Le 19 septembre, le CDH  a accomplis avec virtuosité un de ses exercices de style favoris, à savoir le triturage des concepts qui permettra d'aboutir à un consensus probable de toutes les parties pour de nouvelles normes visant à limiter la liberté d'expression et à redéfinir l'antisémitisme.

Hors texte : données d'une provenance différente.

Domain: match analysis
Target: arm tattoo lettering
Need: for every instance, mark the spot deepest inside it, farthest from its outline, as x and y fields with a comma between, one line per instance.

Du blasphème à la diffamation.... à l'incitation à la haine religieuse
RS_racismeDans sa première apparition au Conseil, le nouveau rapporteur spécial sur le racisme, le Kenyan Githu Muigai, a présenté et a fait sienne le dernier rapport de son prédécesseur Doudou Diène sur la diffamation des religions.
Pour parvenir à un consensus, il suggère que ne soient pas créées de nouvelle normes contre la diffamation des religions. Il propose cependant que la question de la diffamation des religions soit déplacée dans la Convention contre le racisme dans l'article consacré à l'incitation à la haine religieuse, qui devra de fait être reprécisée à l'aune des manifestations de haine religieuse contemporaine qui intègrent le blasphème.
La France, au nom de l'Union Européenne tout en ayant fait un discours fort sur la protection de la liberté d'expression, affirme son entier soutien à cette évolution du concept qu'elle ne définit pas . Par ailleurs elle n'a pas critiqué l'approche du rapporteur sur le sujet.  L'ambassadeur Matteï se contentant d'affirmer que la diffamation n'est pas une notion juridique internationale.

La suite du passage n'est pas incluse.